Oriole Street curled back from Light Avenue, rose and twisted, fell, twisted again, and ended at the edge of weeds, an old grape arbor, and a ramble of wild roses. Regina lived at the end of the Oriole Street in what had been a caretaker’s house, and the overgrown field had been the grounds of a mansion. The mansion had burned down. A few blackened bricks from the chimney remained, and in the field was a stone bench, curved in such a way that two people sitting there touched knees.
Regina had no cats and did not brew pots of herbal tea. She did not have a loom or a godmother, and she was as ordinary looking as a blade of grass. She had a lover, with whom she ate eggs in the morning and whose whistle, gait, and way of stirring soup were as familiar as a childhood rhyme. One day her lover decided to go on a journey. He had read many fairy tales when he was a boy, and he felt that to be a man he must have an adventure.
He sent her a picture of fish that stared out of solemn, barred faces. Another card showed tiers of bleached villas perched on a cliff between two blue lines, the sky and the sea. Regina searched this picture for a sign of wind, but found no trees or people or laundry hung to dry. On the table in her kitchen, under a window gripped by ivy, the postcards leaned hot and vivid against a vase. They did not fade.

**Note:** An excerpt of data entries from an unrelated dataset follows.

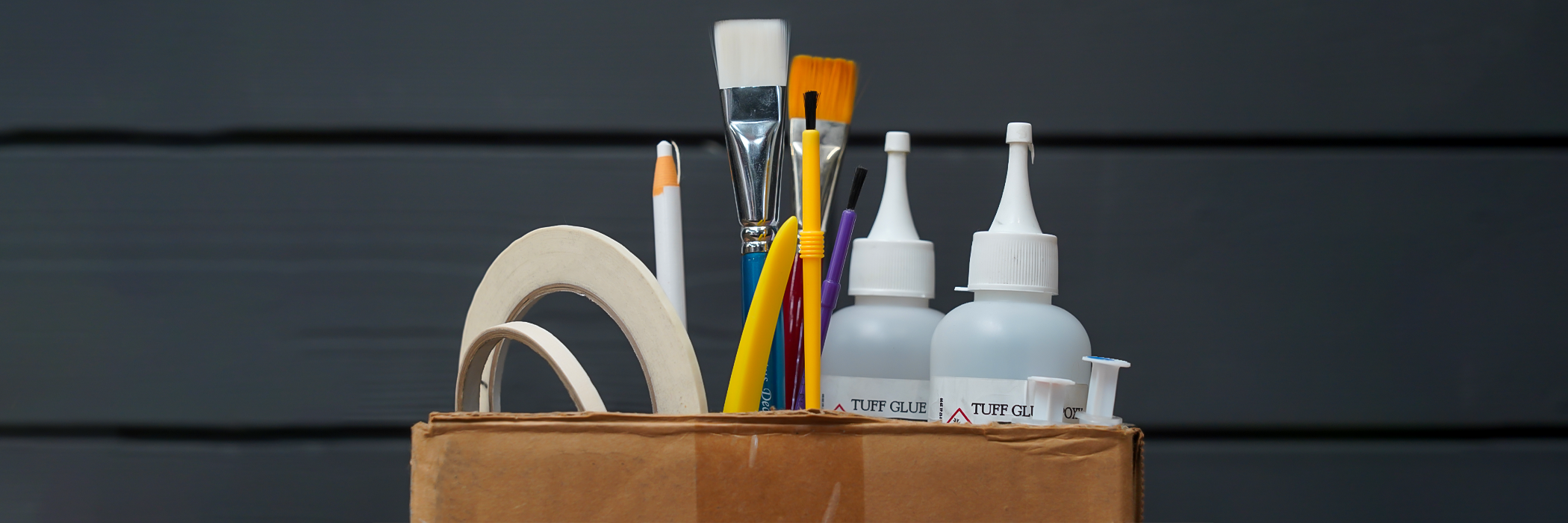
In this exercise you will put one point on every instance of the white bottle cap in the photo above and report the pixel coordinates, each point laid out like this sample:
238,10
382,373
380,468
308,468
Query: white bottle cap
1048,397
1013,255
1101,392
892,259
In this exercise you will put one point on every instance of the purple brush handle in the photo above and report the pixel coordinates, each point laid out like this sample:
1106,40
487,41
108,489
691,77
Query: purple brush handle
830,285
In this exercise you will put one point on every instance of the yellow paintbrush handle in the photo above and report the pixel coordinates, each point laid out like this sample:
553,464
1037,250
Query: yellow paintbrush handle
751,357
811,250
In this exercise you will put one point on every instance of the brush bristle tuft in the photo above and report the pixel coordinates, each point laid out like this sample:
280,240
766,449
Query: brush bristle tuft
811,111
751,52
833,78
855,191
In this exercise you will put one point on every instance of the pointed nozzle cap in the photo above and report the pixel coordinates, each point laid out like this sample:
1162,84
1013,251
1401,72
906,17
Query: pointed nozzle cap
1013,255
1020,132
892,259
897,142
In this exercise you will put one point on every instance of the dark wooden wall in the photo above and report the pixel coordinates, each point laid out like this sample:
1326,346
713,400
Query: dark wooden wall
237,241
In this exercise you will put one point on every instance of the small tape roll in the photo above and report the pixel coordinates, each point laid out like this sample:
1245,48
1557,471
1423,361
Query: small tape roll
554,352
584,262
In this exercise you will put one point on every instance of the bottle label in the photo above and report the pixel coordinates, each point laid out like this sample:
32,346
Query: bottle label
980,401
882,397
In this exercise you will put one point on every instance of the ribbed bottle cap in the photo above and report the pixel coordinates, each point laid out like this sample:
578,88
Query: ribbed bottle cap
1013,255
1013,262
892,267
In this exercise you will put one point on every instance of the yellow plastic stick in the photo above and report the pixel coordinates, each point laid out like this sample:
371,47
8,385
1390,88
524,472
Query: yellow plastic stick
811,264
751,357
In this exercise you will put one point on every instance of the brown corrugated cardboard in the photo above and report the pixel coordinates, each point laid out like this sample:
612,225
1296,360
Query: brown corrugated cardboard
767,467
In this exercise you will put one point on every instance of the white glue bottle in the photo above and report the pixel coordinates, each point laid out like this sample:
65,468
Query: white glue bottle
985,350
877,357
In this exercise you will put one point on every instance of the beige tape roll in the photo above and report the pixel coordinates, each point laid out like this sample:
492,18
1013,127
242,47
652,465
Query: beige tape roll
584,262
571,373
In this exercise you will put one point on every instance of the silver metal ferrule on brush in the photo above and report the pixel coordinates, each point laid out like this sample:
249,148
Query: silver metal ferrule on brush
835,137
756,142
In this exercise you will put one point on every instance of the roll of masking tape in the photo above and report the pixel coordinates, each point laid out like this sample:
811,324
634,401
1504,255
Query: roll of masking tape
571,373
584,262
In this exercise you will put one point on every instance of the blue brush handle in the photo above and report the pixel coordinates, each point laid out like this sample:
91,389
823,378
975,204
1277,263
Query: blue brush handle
750,272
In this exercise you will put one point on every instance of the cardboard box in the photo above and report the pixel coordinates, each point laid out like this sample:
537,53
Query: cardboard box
767,467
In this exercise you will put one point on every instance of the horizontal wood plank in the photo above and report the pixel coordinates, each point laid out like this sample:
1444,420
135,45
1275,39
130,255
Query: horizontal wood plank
1354,481
295,286
1121,68
356,480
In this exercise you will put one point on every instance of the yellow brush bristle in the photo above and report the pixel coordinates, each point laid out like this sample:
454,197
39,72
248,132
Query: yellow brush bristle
833,79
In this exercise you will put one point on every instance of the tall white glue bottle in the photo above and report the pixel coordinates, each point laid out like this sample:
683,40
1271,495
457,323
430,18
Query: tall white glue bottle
985,350
877,357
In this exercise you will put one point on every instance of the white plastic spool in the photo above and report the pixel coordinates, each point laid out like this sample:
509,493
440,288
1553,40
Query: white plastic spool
584,262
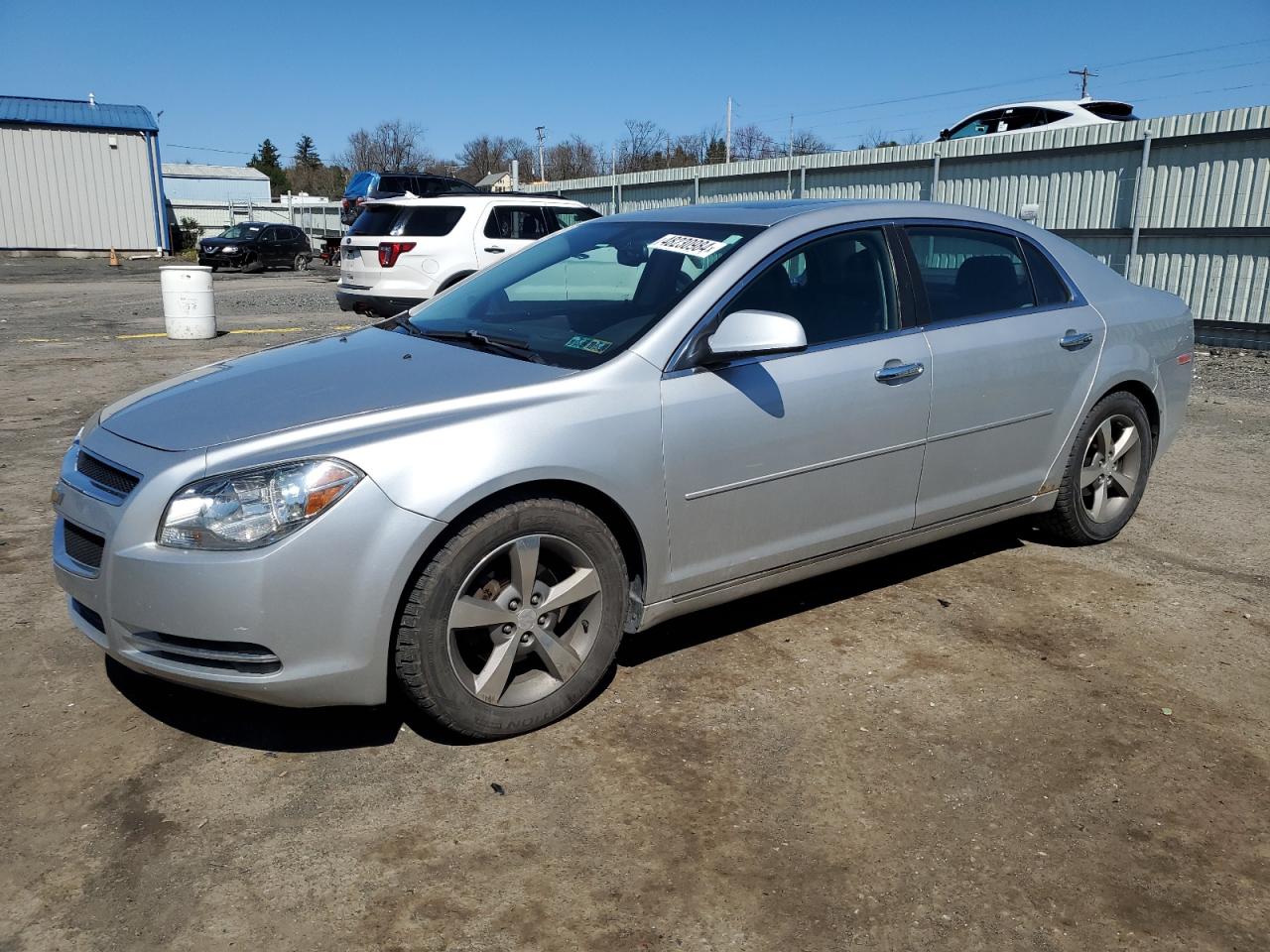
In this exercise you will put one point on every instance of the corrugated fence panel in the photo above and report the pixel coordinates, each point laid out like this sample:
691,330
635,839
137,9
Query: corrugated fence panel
1207,182
89,194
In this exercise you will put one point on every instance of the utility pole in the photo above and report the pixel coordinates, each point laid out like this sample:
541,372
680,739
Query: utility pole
726,148
1084,80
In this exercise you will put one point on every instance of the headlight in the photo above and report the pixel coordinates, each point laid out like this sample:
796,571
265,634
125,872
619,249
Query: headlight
254,508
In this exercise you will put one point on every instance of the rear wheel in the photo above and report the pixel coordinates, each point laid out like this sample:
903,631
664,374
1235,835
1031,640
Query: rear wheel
515,621
1106,472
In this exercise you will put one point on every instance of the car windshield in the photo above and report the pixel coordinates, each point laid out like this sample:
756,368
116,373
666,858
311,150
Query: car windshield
581,296
243,231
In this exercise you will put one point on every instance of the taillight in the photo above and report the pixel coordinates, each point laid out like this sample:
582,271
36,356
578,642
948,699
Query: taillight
391,250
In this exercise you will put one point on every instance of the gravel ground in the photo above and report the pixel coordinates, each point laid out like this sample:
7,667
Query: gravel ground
987,744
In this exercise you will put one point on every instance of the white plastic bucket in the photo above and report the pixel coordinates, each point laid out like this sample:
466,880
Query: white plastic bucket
189,307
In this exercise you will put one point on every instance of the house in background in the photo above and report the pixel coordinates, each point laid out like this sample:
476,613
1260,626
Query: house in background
79,178
495,181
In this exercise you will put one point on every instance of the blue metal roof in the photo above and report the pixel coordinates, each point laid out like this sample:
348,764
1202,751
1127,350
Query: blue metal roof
76,113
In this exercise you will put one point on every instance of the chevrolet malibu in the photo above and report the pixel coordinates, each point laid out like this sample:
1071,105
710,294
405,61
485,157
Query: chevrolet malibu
633,419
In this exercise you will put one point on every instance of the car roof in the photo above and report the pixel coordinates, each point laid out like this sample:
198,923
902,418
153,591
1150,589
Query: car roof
848,209
467,198
1069,104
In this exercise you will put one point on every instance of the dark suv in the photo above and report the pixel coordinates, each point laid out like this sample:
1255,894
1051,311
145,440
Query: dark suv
391,184
255,245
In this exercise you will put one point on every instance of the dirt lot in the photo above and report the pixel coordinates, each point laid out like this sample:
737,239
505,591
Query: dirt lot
961,748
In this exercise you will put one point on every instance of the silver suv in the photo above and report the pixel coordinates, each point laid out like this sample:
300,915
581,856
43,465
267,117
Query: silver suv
633,419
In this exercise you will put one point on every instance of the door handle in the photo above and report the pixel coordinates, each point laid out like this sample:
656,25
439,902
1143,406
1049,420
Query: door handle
896,373
1075,340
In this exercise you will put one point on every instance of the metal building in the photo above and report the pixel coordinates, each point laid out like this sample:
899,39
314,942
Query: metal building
79,178
189,181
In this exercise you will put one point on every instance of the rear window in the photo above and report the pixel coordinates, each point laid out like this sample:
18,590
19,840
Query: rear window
375,221
572,216
1116,112
429,222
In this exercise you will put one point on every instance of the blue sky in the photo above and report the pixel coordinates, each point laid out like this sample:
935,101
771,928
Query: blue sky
227,75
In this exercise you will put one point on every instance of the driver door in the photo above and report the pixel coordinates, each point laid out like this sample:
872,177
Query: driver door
779,458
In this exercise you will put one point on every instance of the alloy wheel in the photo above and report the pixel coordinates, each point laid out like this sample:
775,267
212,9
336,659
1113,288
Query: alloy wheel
525,620
1111,468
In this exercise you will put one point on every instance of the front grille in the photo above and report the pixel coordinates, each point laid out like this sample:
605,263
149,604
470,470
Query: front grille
239,656
104,475
85,547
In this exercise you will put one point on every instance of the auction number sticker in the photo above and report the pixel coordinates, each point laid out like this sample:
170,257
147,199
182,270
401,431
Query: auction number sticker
688,245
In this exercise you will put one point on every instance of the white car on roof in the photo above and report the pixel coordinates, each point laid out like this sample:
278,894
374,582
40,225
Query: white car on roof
1048,113
402,252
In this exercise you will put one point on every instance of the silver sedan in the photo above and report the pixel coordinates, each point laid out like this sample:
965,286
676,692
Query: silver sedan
636,417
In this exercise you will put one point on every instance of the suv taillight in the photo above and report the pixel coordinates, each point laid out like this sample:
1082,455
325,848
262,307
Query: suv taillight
391,250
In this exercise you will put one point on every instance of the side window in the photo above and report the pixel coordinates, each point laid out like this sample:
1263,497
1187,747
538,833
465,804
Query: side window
980,125
564,217
1049,287
968,272
516,223
837,287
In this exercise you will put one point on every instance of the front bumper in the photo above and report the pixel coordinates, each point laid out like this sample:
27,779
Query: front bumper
304,622
362,302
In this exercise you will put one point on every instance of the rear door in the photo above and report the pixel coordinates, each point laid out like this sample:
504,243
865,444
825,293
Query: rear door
506,230
1014,352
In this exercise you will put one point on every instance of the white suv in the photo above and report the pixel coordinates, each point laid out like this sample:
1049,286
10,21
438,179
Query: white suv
404,250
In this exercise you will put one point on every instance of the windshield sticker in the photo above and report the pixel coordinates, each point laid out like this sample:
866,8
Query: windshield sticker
688,245
592,345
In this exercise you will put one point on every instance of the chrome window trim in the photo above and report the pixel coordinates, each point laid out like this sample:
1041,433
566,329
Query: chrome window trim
677,366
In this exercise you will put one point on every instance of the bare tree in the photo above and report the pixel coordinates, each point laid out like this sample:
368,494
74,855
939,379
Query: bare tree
752,143
391,146
483,155
642,146
807,143
572,159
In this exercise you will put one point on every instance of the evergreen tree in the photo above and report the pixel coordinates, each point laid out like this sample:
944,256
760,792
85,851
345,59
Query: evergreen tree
307,157
266,159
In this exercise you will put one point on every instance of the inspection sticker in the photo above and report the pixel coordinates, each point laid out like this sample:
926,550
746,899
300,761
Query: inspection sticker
593,345
688,245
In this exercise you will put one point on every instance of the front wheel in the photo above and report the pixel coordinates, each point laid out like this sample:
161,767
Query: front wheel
515,621
1106,472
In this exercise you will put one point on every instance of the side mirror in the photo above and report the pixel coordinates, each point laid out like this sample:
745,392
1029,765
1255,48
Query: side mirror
753,334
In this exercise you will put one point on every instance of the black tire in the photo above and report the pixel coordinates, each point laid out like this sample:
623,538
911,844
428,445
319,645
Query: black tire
423,649
1071,521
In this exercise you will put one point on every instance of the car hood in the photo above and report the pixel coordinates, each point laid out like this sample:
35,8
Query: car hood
309,382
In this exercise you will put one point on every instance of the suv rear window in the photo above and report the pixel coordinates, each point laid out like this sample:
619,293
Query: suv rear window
572,216
431,221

She imagined herself the curtain, feeling the wind blowing her in and out. The electric clock burbled when the long hand passed over the short one; butter clogged a slice of bread; the window cracked in the corner; the edges of the wild roses in the vase wrinkled into brown, and Regina felt herself to be, in fleeting moments which had the slow texture of a dream, anything she saw.
She didn’t know what to think about this.
She was the picture of a fox on the wall, watching a woman sweep the kitchen floor.
Then she was inside a villa in the postcard. She heard the sea rise and fall. Sand filtered through the screened window. The walls were whitewashed and rough.
Her lover walked in the door with a burlap sack over his shoulder. The threads were the same brown crinkle of his hair. He pushed the sack under the single bed with the white sheet and white pillow. He lay down and wouldn’t tell her what was in the sack. There was a nail on the wall over the bed that nothing hung on. When the moon rose in the purple sky and was framed in the window, Regina tried to feel herself the moon but couldn’t. Her lover’s breath slowed and steadied.
Regina pulled the sack out, carried it to the doorstep, sat down and untied the string at the top. Inside, the sack was half-filled with small, dried leaves. They smelled sharp and unfamiliar. They crumpled when she touched them and left gray-green dust on her fingers.
Her lover was standing behind her, his knees pressed into her back.
“Why did you open it?” he asked.
“Because I’ve missed you,” she replied.
“I don’t want you here,” he said, and she was back in her house again, looking at the vase of wild roses. Although there wasn’t a breeze, two petals fell off. Regina picked them up and rolled them between her fingers. They felt like newly washed skin. Just when the roses were beginning to die, they had the sweetest smell, delicate and dense, the trace of longing that remains after hope disappears.